Johnny Rea lost against Toprak in Race 1, slipping into second place in the World Championship rankings five points behind the Turkish rider. The Cannibal tried to attack but, in the end, he couldn’t do anything in the face of #54’s supremacy, so much so that he had to put on the brakes.
Even though he regrets it some, Rea is aware that nothing is lost. Despite the outcome of Race 1, he’s comforted by the fact that he beat the record of seven poles in a row that belonged to Ben Spies.
“To tell you the truth, I didn’t quite understand that I had gotten the pole this morning,” he said. "Toprak told me when we went to the parc fermé. Then he showed me the message Spies sent him, where Ben hoped I wouldn’t, so as not to break his record. In the end, however, it went differently,” he said jokingly. "Besides this, Race 1 was a positive result. We didn’t win, but I took home the best of what I could do.”

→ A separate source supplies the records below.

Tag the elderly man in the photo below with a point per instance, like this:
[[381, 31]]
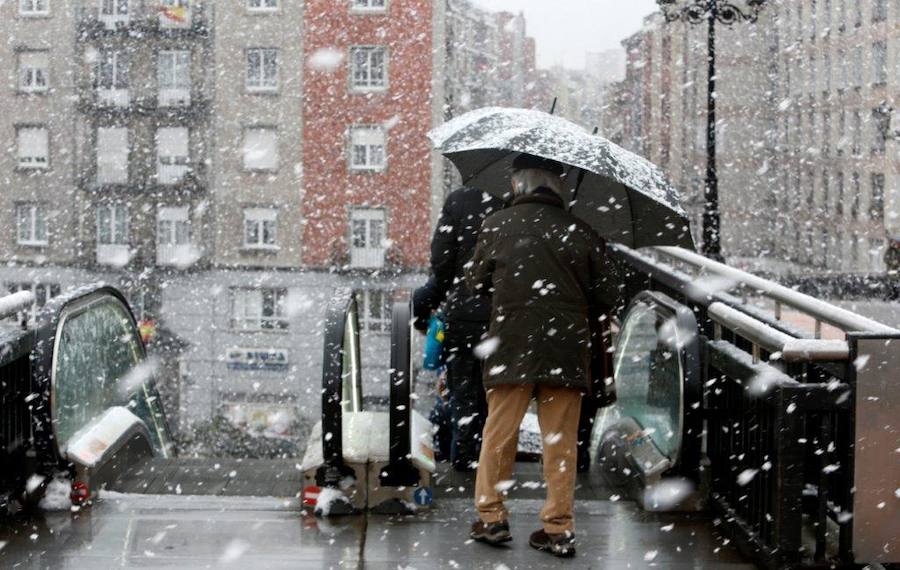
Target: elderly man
[[466, 316], [550, 277]]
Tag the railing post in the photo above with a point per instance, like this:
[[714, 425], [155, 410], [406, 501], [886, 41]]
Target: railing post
[[333, 468], [400, 471]]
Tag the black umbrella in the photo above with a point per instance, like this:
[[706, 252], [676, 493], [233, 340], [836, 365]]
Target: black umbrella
[[625, 197]]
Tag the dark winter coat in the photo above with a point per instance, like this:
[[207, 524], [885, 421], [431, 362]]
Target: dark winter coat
[[551, 277], [451, 248]]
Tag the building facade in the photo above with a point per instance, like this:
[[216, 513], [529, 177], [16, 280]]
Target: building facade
[[807, 149], [228, 165]]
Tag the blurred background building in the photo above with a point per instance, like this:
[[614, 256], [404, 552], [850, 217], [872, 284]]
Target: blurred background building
[[808, 150]]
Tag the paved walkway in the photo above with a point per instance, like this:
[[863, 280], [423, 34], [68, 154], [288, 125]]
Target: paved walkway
[[172, 531]]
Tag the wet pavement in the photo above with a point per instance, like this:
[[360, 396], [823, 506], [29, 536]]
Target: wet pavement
[[181, 531]]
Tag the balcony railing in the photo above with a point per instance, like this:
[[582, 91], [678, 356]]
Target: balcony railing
[[367, 257], [113, 254], [177, 97], [172, 170], [181, 255], [113, 97]]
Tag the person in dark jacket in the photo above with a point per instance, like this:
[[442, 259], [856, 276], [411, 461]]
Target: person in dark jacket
[[550, 277], [466, 316]]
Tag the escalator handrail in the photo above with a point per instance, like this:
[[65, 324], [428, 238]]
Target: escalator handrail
[[400, 471], [342, 304], [50, 457]]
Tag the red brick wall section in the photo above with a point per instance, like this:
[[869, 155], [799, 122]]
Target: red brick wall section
[[330, 109]]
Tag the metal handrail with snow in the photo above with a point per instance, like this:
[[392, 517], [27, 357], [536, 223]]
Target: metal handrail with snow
[[12, 305], [843, 319]]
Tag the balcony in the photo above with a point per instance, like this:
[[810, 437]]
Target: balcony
[[174, 97], [92, 26], [178, 105], [172, 170], [177, 255], [113, 97], [367, 257], [113, 254]]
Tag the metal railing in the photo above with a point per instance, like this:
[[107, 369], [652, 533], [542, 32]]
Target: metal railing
[[15, 416], [341, 384]]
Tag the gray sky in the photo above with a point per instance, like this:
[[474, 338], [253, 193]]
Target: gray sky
[[566, 29]]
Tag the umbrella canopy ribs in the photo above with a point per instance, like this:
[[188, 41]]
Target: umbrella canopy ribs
[[624, 197]]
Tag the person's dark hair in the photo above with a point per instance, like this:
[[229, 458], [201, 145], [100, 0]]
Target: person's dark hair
[[530, 162]]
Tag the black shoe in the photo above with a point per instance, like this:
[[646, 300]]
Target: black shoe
[[561, 545], [584, 462], [493, 533]]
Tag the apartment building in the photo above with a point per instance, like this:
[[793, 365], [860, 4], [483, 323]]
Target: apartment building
[[807, 143], [228, 164], [39, 158], [839, 86]]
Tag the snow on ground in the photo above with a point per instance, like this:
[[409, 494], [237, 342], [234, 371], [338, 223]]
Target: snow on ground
[[56, 498], [328, 497]]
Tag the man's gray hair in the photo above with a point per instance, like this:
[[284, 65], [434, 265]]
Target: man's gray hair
[[530, 179]]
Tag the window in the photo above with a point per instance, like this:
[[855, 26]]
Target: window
[[174, 13], [112, 235], [369, 68], [260, 309], [262, 69], [262, 5], [33, 147], [857, 67], [172, 154], [173, 235], [879, 63], [43, 292], [367, 233], [260, 228], [33, 67], [375, 310], [31, 225], [114, 13], [174, 78], [112, 225], [112, 155], [34, 7], [368, 5], [112, 77], [261, 149], [367, 148], [876, 206]]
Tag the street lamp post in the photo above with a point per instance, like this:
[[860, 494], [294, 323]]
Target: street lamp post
[[709, 12]]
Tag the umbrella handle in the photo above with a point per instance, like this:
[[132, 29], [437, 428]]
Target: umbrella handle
[[581, 176]]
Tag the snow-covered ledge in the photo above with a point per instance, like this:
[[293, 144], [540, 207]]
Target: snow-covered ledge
[[93, 447]]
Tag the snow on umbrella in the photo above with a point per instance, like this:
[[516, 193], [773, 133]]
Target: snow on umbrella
[[625, 198]]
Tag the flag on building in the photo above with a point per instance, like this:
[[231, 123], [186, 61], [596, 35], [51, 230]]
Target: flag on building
[[174, 13]]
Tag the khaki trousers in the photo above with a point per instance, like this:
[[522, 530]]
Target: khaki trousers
[[558, 412]]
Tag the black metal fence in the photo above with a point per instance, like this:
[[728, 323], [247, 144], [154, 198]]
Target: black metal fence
[[779, 440], [15, 418]]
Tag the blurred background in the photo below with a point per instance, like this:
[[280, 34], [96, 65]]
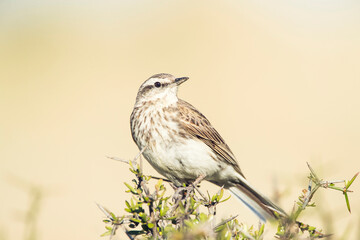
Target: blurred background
[[280, 80]]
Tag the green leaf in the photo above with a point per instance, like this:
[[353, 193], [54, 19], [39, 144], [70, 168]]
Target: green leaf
[[108, 233], [351, 181], [347, 202], [135, 220], [131, 188]]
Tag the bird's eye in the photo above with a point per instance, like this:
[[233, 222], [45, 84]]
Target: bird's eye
[[157, 84]]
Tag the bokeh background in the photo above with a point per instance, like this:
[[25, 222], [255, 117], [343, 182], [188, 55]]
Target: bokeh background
[[280, 80]]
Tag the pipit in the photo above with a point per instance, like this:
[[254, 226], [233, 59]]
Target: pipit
[[181, 144]]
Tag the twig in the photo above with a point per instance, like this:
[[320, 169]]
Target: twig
[[128, 162], [225, 222]]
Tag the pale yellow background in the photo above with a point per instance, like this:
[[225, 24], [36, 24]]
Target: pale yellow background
[[280, 80]]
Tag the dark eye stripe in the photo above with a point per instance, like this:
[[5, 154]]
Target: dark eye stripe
[[149, 87]]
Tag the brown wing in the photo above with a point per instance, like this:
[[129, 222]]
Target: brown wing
[[197, 125]]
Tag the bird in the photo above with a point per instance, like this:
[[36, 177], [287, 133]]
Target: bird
[[180, 143]]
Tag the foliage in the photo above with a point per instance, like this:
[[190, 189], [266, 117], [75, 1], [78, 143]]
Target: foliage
[[189, 214]]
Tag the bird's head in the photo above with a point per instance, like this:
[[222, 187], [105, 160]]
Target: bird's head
[[161, 87]]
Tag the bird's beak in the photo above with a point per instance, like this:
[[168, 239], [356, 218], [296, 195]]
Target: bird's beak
[[179, 81]]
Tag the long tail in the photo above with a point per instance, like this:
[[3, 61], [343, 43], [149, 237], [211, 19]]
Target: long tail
[[258, 203]]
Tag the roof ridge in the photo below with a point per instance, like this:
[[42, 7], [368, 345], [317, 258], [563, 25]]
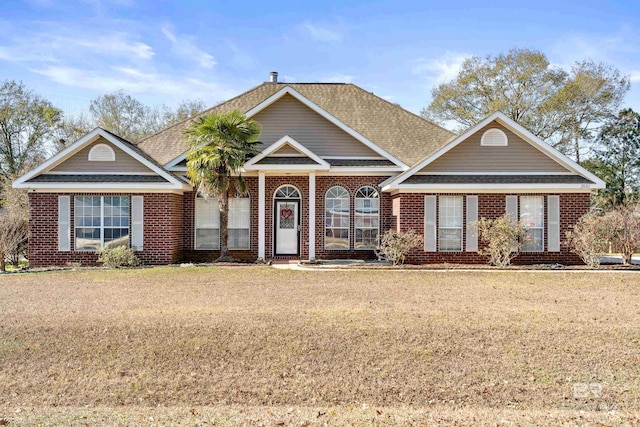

Johnny sees the glass half full.
“This race allowed me to study my rivals a lot and, at the same time, to find numerous data to analyze and compare with the engineers. I felt good at the start. In the first sector of the track, I was competitive, but struggled at turn five. In fact, I wasn’t able to brake like I wanted, and I lost a lot of time when exiting the corners, since I wasn’t as effective as I had hoped.”
At one point, Johnny had to play defense, taking the blow and putting on the brakes.
“When the tire dropped, I no longer had the braking stability I needed. I also struggled to control the bike. Today I strained a lot on the front but, in several moments, I suffered, as well as with the engine in distance and out of corners, where Toprak got away. In the end, I only have to think about avoiding risks and consolidating my second place, which I still consider a positive result.”
In recent years, Rea has made consistency his strongpoint. Who knows if this could be the key to turning the tide on the World Championship?
“It’s true that I’m a consistent rider, and consistency helped me win the world championships. Even against Toprak, I try to be consistent, but it may not be enough.”
Johnny then explains why.
“In the past, when I fought with Davies, Bautista and Redding, I was consistent but, at the same time, we also improved with the bike over the course of the season, raising the bar. But now being consistent isn’t enough, since the level of the world championship has increased and, consequently, you have to risk in certain situations, because you might end up with five fast riders on the weekend and finish out of the top five. In Navarra and Most, Redding was strong, but so was Locatelli. Also, let’s not forget about Gerloff. We’ll see what happens. We certainly have to work to grow and make progress.”